Dáil Éireann Debate, Thursday - 17 January 2019

Thursday, 17 January 2019

Questions (67)

Michael McGrath

Question:

67. Deputy Michael McGrath asked the Minister for Finance his plans to increase the maximum cover of €20,000 as outlined in the investor compensation scheme to bring it in line with the financial services compensation scheme in the UK; and if he will make a statement on the matter. [2222/19]

View answer

Written answers

The Investor Compensation Directive (97/9/EC) sets out the basis for clients of investment firms to receive statutory compensation when an authorised investment firm fails. In Ireland, the Investor Compensation Act 1998 provides for the establishment of the Investor Compensation Company DAC (ICCL) which administers the Investor Compensation Scheme.

The Investor Compensation Scheme deals with investor compensation claims where an investment firm fails and is unable to repay monies owed or return money and financial instruments held in accordance with its legal obligations to eligible investors.

Compensation is paid from a central pool of funds collected through assessed contributions from authorised investment firms or licensed credit institutions based in Ireland.

The limit of compensation is set at 90% of the eligible investors net loss, which is dependent on any amounts recovered on behalf of clients by the administrator appointed to the failed firm, with a maximum payment of €20,000 permitted per eligible investor.

I would note that in the transposition of the Markets in Financial instruments Directive (S.I. 375 of 2017) Ireland exercised the Member State discretion that enabled us to "gold-plate" the client asset requirements as set out in the Directive. This means we have a client asset regime in Ireland that is over and above what is required at an European level.

The legislation applies extensive client asset and consumer protection rules to regulated investment firms. While certain entities (for example, intermediaries) are exempt from MiFID, they are still required to have analogous consumer protection rules as covered by the Central Bank’s Consumer Protection Code 2012. They are also subject to the same client asset requirements as MiFID authorised firms.
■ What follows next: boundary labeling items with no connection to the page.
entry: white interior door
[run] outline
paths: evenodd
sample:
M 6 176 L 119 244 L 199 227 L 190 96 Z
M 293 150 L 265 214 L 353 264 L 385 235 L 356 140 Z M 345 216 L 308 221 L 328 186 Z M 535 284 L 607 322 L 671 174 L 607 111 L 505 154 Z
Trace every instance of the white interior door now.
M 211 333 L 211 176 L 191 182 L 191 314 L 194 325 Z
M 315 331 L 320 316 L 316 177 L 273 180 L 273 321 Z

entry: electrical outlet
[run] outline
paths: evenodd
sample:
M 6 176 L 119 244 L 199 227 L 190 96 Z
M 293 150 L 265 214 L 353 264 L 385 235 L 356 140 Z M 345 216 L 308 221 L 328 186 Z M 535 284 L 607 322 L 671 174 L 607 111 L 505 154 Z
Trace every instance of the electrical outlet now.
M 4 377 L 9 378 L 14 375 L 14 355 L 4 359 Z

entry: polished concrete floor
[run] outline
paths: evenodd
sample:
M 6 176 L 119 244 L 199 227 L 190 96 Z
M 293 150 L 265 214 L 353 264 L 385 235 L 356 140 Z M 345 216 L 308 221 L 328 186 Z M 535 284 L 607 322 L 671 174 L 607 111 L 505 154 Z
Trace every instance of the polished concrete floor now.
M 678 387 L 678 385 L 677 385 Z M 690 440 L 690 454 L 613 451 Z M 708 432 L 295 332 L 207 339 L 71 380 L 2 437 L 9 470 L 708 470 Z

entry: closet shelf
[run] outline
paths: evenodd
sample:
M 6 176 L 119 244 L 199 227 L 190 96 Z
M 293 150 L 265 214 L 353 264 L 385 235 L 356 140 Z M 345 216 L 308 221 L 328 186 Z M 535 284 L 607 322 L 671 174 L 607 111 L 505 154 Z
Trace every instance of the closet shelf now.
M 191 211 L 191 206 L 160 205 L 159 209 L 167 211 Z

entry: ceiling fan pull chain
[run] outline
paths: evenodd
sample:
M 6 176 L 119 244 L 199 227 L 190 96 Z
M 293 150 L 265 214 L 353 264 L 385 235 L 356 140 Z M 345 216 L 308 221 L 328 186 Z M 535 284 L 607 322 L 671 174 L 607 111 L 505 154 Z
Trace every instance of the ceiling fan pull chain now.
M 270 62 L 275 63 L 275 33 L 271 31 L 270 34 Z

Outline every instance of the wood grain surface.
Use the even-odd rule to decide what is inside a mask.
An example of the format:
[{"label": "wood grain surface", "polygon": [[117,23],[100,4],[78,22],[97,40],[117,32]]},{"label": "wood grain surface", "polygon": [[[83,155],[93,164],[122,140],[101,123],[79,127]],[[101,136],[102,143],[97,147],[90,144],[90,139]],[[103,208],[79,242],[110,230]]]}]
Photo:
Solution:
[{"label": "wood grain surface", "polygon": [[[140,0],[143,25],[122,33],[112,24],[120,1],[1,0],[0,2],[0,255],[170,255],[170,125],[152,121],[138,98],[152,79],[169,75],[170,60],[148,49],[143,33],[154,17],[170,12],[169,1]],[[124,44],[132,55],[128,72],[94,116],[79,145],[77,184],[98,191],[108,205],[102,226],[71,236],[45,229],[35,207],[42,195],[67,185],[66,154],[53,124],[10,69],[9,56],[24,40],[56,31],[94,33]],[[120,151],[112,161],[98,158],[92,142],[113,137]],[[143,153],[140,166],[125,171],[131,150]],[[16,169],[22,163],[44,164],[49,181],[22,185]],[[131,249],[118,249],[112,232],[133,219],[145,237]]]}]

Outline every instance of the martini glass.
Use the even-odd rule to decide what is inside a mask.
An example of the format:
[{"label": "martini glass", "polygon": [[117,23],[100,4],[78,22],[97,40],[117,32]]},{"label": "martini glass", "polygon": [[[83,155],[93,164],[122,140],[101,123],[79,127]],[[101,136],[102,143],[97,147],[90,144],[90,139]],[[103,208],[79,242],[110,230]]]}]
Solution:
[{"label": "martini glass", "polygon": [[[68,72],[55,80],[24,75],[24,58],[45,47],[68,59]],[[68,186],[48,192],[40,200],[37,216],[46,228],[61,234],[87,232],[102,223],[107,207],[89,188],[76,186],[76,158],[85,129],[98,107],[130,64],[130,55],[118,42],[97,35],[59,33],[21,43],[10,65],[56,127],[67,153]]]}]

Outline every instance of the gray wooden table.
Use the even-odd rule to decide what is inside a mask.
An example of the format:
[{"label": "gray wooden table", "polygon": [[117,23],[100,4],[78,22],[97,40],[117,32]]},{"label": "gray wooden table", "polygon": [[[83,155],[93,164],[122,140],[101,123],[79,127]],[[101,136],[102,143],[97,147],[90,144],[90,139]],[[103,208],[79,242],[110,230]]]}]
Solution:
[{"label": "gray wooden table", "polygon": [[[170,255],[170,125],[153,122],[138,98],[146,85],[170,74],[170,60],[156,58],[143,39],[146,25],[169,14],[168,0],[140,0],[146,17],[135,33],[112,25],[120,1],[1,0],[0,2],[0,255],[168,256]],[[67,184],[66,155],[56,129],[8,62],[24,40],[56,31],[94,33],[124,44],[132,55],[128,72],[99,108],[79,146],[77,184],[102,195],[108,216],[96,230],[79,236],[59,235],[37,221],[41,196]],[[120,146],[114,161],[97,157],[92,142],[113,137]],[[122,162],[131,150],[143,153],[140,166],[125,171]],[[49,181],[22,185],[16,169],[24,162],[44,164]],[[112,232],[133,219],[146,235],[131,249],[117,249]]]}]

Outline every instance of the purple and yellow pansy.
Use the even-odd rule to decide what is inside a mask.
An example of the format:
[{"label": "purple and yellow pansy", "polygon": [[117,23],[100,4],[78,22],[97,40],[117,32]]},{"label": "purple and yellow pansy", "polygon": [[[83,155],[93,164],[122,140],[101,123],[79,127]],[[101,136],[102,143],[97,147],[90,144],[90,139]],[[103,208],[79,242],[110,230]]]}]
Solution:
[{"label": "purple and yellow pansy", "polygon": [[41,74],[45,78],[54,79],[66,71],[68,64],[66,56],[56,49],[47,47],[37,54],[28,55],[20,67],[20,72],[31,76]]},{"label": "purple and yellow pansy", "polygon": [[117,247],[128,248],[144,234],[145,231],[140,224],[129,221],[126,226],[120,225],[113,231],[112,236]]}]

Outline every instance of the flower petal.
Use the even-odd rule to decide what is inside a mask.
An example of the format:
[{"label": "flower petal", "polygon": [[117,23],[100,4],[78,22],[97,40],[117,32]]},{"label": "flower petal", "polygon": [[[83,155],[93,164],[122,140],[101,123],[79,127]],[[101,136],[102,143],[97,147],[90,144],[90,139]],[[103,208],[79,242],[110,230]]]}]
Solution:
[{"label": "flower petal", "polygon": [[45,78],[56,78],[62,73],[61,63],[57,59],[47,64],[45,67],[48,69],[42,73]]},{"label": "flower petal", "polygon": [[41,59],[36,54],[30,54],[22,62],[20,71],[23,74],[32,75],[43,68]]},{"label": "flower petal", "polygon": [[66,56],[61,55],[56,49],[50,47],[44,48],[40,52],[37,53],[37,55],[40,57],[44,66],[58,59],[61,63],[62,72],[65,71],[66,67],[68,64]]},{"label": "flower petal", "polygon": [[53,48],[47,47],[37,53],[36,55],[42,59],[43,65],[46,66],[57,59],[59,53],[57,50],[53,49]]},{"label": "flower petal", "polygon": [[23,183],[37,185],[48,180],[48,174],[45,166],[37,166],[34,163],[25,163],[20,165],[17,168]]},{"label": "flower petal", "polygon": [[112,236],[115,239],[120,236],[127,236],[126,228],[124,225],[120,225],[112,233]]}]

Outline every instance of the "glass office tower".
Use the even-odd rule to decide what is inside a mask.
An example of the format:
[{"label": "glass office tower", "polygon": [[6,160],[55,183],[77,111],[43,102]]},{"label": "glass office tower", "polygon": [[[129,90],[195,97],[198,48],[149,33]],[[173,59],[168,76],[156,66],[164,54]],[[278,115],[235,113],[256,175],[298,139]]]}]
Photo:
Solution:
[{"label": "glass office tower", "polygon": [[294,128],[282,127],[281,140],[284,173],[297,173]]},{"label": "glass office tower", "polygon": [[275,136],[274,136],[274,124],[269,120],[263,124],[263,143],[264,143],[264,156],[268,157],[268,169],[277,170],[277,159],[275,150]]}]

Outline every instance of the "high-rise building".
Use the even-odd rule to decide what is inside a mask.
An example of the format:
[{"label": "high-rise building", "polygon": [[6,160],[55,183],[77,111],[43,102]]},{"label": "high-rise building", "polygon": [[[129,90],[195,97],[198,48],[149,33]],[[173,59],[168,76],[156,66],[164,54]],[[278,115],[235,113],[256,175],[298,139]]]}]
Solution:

I have also been informed by the ICCL that the €20,000 maximum compensation limit currently in place has satisfied the claims of the majority of small investors in the compensation cases it has handled in recent years.

Due to the introduction of the new requirements for investment firms due to MiFID as outlined above in January of last year and the experience of ICCL with compensation claims over a number of years, at this point in time it is considered that the maximum payment threshold applicable in Ireland is adequate.